Physical exercise can influence local levels of matrix metalloproteinases and their inhibitors in tendon-related connective tissue
Publikation: Bidrag til tidsskrift › Tidsskriftartikel › Forskning › fagfællebedømt
Microdialysis studies indicate that mechanical loading of human tendon tissue during exercise or training can affect local synthesis and degradation of type I collagen. Degradation of collagen and other extracellular matrix proteins is controlled by an interplay between matrix metalloproteinases (MMPs) and their tissue inhibitors (TIMPs). However, it is unknown whether local levels of MMPs and TIMPs are affected by tendon loading in humans in vivo.
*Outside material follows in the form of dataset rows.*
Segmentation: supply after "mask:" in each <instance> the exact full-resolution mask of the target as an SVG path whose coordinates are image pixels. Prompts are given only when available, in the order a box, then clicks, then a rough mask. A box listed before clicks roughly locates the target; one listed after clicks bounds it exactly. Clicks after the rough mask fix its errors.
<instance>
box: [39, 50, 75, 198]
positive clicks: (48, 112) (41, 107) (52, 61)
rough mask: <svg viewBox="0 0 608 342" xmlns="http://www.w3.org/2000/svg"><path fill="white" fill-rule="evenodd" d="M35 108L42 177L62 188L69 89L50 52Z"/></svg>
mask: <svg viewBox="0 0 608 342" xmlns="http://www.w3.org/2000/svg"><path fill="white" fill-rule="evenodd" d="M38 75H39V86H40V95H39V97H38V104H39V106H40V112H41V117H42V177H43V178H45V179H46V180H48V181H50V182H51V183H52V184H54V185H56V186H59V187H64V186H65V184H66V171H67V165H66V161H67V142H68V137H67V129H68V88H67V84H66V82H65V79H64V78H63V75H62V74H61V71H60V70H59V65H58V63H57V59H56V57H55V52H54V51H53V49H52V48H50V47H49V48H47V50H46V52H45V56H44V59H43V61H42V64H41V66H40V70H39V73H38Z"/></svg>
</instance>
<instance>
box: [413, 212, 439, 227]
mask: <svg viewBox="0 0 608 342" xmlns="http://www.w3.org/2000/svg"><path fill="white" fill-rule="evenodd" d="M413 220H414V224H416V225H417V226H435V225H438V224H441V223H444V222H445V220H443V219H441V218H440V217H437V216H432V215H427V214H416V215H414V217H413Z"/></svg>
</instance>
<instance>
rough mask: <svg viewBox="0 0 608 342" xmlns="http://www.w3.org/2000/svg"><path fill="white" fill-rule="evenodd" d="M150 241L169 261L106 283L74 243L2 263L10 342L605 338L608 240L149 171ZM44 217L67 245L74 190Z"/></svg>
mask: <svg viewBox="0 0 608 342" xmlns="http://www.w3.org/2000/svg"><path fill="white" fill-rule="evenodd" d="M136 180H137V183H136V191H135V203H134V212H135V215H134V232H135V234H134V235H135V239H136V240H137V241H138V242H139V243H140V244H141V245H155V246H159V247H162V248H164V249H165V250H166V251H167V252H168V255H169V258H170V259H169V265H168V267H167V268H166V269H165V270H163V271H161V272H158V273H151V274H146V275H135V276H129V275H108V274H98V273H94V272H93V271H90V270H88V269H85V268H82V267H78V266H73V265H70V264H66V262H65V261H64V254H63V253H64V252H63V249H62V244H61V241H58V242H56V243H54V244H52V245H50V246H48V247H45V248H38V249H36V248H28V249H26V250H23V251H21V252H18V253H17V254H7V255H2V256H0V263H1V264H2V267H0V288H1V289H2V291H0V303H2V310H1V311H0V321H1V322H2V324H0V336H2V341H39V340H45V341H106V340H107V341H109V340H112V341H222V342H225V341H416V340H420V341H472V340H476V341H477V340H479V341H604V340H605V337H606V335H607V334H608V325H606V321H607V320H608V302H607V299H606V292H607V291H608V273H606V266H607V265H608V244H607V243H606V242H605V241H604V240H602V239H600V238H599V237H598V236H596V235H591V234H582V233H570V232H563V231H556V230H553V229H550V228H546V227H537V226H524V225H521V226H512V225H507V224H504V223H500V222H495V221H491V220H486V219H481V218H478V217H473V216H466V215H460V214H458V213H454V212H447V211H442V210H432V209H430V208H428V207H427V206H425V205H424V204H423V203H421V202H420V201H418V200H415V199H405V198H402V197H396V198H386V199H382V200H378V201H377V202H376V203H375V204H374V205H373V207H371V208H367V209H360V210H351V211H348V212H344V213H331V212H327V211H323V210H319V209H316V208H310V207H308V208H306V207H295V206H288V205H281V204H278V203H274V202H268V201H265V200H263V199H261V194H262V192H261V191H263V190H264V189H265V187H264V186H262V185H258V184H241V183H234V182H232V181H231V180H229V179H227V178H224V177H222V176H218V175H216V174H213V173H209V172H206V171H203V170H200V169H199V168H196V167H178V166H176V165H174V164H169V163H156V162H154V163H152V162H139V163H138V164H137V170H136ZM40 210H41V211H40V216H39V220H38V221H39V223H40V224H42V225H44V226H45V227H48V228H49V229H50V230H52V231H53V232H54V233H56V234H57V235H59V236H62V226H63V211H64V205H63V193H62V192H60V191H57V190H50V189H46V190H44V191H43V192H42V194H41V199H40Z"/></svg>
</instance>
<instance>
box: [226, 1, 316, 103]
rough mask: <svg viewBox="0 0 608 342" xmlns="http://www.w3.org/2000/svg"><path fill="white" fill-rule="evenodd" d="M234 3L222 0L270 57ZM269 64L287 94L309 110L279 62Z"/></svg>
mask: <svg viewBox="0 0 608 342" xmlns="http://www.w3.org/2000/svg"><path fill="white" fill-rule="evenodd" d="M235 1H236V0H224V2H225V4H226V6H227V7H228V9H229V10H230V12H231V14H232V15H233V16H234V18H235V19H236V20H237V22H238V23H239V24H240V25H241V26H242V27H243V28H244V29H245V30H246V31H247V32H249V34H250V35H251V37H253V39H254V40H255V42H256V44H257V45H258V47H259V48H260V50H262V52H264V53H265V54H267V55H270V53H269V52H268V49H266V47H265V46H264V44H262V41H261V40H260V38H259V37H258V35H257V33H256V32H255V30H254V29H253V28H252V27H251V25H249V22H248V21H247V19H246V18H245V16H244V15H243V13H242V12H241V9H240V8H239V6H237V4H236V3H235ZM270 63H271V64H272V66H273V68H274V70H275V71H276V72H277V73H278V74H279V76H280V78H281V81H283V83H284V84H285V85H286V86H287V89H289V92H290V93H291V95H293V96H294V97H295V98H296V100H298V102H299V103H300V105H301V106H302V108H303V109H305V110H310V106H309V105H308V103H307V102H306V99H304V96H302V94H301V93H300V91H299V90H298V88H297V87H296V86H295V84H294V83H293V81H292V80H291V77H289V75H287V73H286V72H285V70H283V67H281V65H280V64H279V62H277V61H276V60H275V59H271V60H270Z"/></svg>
In the present experiment, six healthy young men performed 1 h of uphill (3%) treadmill running. Dialysate was collected from microdialysis probes (placed in the peritendinous tissue immediately anterior to the Achilles tendon) before, immediately after, 1 day after, and 3 days after an exercise bout. MMP-2 and MMP-9 were measured in dialysate by gelatin zymography, and amounts were quantified by densitometry in relation to total protein in the dialysate. TIMP-1 and TIMP-2 were analyzed by reverse gelatin zymography and semiquantitated visually. Pro-MMP-9 increased markedly after exercise and remained high for 3 days after exercise. Pro-MMP-2 dropped from the basal level immediately after exercise and remained low 1 day after exercise but was slightly elevated 3 days after exercise. The MMP-2 inhibitory activity of TIMP-1 was clearly elevated 1 and 3 days after exercise, and the MMP-2 inhibitory activity of TIMP-2 rose 1 day after loading. The present findings demonstrate enhanced interstitial amounts of MMPs and TIMPs after exercise in the human peritendinous tissue in vivo, and the magnitude and time pattern of these changes may well indicate that MMPs and TIMPs are playing a role in extracellular matrix adaptation to exercise in tendon tissue.